With multiple locations in San Francisco, New York City, and soon Los Angeles, the growing world of Blue Bottle Coffee still calls humble Oakland home. The company began life roasting out in Emeryville, and today are headquartered in Oakland’s historic Jack London Square.
I had a chance to speak with Byard Duncan, a kind of jack of all trades marketing guy for Blue Bottle, who answered my prodding about his company’s relationship with the city. He told me, “Oakland has been very good to us. We’ve found an amazing community of regulars here — people who are just as curious about coffee as those in San Francisco. We’re hoping that the new location, which is our largest one to date, will serve as a locus of community interaction. A place where folks from three different Oakland neighborhoods can come, meet each other, and develop bonds.”
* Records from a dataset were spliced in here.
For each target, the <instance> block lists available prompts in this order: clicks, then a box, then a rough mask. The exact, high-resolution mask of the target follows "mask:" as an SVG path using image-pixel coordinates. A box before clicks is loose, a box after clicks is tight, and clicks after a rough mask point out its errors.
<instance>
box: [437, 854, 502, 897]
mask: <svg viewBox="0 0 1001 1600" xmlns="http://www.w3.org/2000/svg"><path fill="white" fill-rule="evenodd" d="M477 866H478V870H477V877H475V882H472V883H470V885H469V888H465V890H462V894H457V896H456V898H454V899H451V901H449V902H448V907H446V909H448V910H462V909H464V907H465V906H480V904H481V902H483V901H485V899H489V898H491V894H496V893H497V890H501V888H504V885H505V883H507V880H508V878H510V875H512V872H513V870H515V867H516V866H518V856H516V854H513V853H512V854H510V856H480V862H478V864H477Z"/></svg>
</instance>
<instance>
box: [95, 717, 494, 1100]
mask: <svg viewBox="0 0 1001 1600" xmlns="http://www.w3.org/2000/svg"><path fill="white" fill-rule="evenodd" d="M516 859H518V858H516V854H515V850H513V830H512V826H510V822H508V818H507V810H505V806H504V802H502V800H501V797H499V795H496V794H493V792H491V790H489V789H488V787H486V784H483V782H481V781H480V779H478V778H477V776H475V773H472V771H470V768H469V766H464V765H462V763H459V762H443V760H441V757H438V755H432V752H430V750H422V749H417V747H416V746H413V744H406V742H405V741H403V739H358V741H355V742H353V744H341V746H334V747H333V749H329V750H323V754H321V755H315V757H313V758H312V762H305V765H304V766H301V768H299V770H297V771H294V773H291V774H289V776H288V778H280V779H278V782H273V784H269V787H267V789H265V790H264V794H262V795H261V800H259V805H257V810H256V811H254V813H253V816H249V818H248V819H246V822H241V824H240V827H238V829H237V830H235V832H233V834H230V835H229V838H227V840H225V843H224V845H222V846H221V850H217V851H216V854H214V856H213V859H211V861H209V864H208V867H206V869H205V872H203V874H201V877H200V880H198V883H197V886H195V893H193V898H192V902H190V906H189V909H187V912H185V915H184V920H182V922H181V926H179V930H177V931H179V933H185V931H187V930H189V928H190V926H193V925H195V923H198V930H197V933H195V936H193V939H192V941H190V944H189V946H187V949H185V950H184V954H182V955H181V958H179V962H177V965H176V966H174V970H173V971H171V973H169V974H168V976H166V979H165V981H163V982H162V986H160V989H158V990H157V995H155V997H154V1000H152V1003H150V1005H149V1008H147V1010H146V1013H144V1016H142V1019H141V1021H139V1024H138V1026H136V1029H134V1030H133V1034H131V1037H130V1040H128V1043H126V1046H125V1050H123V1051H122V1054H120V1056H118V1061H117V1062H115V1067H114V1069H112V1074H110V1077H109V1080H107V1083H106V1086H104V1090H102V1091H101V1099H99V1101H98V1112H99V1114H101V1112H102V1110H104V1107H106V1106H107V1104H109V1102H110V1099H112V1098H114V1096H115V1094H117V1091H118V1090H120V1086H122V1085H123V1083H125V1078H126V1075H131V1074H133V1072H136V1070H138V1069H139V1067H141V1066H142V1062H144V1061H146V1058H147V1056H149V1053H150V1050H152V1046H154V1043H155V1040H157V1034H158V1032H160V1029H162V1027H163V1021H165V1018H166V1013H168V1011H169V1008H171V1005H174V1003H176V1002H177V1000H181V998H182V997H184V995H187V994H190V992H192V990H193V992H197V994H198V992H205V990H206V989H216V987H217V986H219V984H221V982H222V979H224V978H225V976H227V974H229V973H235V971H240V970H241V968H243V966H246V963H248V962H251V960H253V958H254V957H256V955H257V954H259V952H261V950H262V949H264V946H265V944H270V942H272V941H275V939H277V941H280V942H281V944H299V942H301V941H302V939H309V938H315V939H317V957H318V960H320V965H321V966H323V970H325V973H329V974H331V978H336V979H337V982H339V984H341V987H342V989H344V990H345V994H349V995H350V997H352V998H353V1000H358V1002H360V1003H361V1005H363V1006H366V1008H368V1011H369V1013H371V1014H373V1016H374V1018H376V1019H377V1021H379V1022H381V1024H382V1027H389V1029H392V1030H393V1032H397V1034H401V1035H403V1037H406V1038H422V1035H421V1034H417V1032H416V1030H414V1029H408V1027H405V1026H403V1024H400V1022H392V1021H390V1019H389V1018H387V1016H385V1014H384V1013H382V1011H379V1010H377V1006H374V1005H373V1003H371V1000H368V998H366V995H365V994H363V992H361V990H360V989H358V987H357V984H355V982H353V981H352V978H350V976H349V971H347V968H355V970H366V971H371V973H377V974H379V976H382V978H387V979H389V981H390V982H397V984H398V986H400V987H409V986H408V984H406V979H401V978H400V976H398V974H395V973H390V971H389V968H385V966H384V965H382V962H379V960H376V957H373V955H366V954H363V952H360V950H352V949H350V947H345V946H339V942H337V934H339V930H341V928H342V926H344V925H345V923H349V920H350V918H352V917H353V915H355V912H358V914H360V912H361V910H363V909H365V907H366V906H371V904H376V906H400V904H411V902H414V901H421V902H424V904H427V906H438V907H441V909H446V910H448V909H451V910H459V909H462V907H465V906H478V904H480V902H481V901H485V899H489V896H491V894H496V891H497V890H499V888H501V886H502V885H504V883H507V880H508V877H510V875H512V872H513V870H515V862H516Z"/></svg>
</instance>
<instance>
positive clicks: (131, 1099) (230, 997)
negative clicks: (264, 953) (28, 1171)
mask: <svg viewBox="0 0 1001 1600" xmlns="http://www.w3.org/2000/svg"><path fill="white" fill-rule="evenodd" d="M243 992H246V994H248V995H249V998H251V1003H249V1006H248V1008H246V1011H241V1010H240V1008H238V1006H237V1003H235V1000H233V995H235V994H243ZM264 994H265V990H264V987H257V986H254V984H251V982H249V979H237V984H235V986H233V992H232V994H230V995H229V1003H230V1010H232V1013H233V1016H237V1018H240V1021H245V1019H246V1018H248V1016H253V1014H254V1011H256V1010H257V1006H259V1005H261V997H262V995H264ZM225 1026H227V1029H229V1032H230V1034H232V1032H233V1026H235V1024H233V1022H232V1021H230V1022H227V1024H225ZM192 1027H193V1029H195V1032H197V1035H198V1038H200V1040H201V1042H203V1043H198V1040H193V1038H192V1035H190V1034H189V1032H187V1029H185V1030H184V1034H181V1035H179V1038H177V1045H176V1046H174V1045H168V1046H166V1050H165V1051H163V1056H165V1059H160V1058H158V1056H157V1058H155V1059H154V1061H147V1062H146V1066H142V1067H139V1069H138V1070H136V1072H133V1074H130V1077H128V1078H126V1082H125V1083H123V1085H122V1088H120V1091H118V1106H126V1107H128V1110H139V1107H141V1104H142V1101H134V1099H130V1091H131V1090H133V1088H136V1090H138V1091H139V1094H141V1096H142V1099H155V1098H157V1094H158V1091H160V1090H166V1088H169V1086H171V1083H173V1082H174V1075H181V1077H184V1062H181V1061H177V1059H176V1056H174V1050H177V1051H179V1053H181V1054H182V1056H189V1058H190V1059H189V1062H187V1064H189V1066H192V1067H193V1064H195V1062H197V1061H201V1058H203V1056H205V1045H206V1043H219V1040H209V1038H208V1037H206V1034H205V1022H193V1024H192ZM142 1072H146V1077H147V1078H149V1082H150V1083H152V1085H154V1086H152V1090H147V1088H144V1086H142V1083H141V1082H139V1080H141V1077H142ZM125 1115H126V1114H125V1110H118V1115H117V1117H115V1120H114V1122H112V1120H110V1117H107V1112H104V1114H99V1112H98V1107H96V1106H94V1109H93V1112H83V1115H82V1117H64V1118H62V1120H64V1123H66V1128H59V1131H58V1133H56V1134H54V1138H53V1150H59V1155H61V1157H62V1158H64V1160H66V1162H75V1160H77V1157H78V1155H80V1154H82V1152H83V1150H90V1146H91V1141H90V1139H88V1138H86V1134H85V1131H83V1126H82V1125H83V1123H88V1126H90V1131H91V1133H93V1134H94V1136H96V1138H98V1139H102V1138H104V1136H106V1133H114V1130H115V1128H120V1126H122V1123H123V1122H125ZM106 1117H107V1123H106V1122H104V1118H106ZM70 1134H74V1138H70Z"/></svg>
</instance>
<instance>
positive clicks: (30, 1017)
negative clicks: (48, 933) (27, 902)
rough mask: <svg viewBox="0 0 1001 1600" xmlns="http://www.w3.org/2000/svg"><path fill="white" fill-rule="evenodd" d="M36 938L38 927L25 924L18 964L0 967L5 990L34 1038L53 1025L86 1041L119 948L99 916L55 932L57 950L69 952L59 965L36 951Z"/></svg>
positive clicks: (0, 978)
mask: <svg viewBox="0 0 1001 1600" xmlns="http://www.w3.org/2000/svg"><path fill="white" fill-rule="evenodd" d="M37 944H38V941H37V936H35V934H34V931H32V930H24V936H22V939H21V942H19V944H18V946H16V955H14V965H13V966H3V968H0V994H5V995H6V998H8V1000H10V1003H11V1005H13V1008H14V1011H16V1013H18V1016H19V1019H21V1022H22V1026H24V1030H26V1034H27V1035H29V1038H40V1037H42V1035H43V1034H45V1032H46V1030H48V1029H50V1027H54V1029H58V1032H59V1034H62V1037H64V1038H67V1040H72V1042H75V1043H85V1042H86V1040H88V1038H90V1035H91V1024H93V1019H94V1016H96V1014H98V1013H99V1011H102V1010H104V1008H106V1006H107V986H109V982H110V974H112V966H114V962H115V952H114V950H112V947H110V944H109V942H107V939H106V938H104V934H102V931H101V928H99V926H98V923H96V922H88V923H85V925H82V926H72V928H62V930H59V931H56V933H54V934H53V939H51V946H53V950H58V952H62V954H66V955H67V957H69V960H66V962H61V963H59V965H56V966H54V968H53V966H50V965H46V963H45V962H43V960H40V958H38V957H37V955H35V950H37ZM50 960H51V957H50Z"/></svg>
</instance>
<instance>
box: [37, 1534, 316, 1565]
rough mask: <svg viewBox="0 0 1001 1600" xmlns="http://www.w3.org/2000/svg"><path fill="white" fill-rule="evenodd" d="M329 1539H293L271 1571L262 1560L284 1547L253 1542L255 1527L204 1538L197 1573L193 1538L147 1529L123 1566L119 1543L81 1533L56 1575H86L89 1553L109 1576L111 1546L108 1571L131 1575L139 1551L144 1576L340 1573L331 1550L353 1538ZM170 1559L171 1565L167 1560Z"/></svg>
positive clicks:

A new Blue Bottle location, eh? That’s this, as first reported by Grub Street back in April, and located in Oakland’s Temescal / Auto Row neighborhood on 42nd and Broadway. Auto Row is exactly what it sounds like, and the cafe will be housed in the Morse building, a long disused auto showroom originally built in 1905. This neighborhood, like all of Oakland, is rapidly changing. Mr. Duncan allowed my pestering to continue:
When opening new locations, we're always thinking about how to pay tribute to the area's history and surroundings. The Morse building, though it was abandoned for years, is a beautiful place with a ton of history as part of Oakland's "Auto Row." We're continuing the workshop motif by moving our tech department there; we'll be opening up the department a bit to include service of home machines, as well. We're hiring an entirely new staff (somewhere between 10-15 folks) and paying them all a living wage. None of those jobs were there when Morse was an empty building.”
All that talk about jobs, and a ton of history, and formerly abandoned buildings quite naturally should be leading you, dear reader, to consider the “G” word, and the role it plays in every last one of these Oakland narratives. Mr. Duncan’s quote above addressed gentrification quite directly – the new Blue Bottle will bring new jobs to the area, and make use of a building that had been disused for years. I think that’s the theme running through each of these Oakland businesses I’ve profiled. Oakland is a city where finding new uses and new opportunities seems both necessary and natural.
Some people might see Oakland as full of empty storefronts, abandoned warehouses, and urban blight. It seems more productive to see the city as full of potential: a place where the Morse building, an old auto showroom, can become a new flagship store for Blue Bottle, and maybe someday host the Oakland Tech Cupping Club. It’s hard to imagine a better fate for the disused auto showroom. With plenty of cheap(er) commercial space, a nearly perfect climate for storing green coffee, and easy proximity to coffee importers, it’s no wonder there are innovative coffee people here in Oakland.
We’re not all commuters. Some of us love it here, and these cafes and coffee businesses are proof.